This has turned into a mess ...
Ask: Given a string, I want to determine if a left single curly quote is an apostrophe ...
Problem: I've landed into UTF swamp ...
Here’s the code for that function ... obviously, it’s a heuristic since there’s no foolproof way to figure out in English if a quote is an apostrophe or the closure of a quoted sentence:
‘Hello, how are you?’ ==> simple quote
I wouldn’t ==> apostrophe
Whatcha doin’ ==> apostrophe (missing ?)
In any event, my problem is with the conversion between different string types: specifically, I want to use Character.IsLetter, which requires a WideChar. I’ve used UTF8CodePointToUnicode to obtain the code point and then performed a straight WideChar conversion (WideChar(CodePoint)) to convert it into a WideChar, but that’s failing.

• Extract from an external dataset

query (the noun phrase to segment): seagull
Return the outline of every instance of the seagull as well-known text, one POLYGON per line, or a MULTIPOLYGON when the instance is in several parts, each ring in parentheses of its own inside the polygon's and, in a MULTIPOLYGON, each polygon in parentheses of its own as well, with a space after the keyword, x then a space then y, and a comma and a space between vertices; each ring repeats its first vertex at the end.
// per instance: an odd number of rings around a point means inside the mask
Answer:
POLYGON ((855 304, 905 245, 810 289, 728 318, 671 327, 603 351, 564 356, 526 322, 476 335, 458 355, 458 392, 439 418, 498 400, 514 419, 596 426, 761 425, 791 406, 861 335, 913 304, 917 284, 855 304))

function IsApostrophe(const S: String; const aPos: Integer): Boolean;
var aPrevChar: WideChar;
aNextChar: WideChar;
CodePoint: LongInt;
aLen: Integer;
begin
If UTF8CompareStr(UTF8Copy(S,aPos,1),RightCurlySingleQuote) <> 0 then Exit(False);
aLen := UTF8Length(S);
//If at start or end, assume it’s a quote (even if it’s the wrong quote.)
If (aPos = 1) or (aPos = aLen)
then Exit(False);
UTF8CodepointToUnicode(@S[aPos-1], Codepoint);
aPrevChar := WideChar(CodePoint);
UTF8CodepointToUnicode(@S[aPos+1], Codepoint);
aNextChar := WideChar(CodePoint);
If Not Character.IsLetter(aNextChar)
then Result := (Lowercase(aPrevChar) = 's') or
((aPos > 3) and (Lowercase(UTF8Copy(S,aPos-2,2)) = 'in')) or
IsDigit(aNextChar)
else If IsLetter(aPrevChar)
then Exit(True)
else if (LowerCase(UTF8Copy(S,aPos+1,3)) = 'tis' ) or
(LowerCase(UTF8Copy(S,aPos+1,4)) = 'twas' ) or
(LowerCase(UTF8Copy(S,aPos+1,5)) = 'cause') or
(LowerCase(UTF8Copy(S,aPos+1,2)) = 'em' ) or
(LowerCase(UTF8Copy(S,aPos+1,3)) = 'til' ) or
(LowerCase(UTF8Copy(S,aPos+1,5)) = 'round') or
(LowerCase(UTF8Copy(S,aPos+1,4)) = 'fore' )
then Exit(True);
end;
Suggestions?